THE "WHO SAID INSURANCE ISN'T SEXY?" AWARD

To Martin R. Frankel, the nerdy Greenwich, Conn., financier. He is
accused of plundering troubled insurance companies to secure the
hundreds of millions of dollars that made him the chick-magnet he knew
he could be. Mr. Frankel and a female companion were apprehended in
Hamburg, Germany, in September, four months after he fled his
Greenwich manse, leaving a pile of documents smoldering in the
fireplace. While investigators try to sort out Mr. Frankel's financial
dealings, he is cooling his heels in a German jail.

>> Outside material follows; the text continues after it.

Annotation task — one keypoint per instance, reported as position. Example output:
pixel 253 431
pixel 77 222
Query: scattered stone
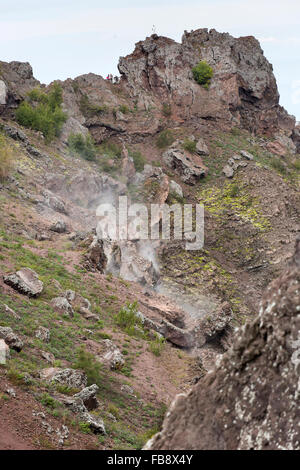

THE DECADE'S MOST EXPENSIVE HANDSHAKE AWARD

When Henry met Walter -- Henry R. Silverman, chairman of HFS, and
Walter Forbes, chief executive of CUC International -- neither knew that
the encounter would place them firmly in the record books. The two men
merged their companies into the Cendant Corporation in late 1997, but
the total cost of the deal didn't register until 1999, when Cendant agreed
to pay $2.8 billion to settle shareholder lawsuits -- the biggest such
settlement ever -- that grew out of accounting irregularities uncovered at
the former CUC. And don't forget the $335 million that Ernst & Young,
the accounting firm, agreed to pay to settle accusations that it had
certified CUC's questionable bookkeeping."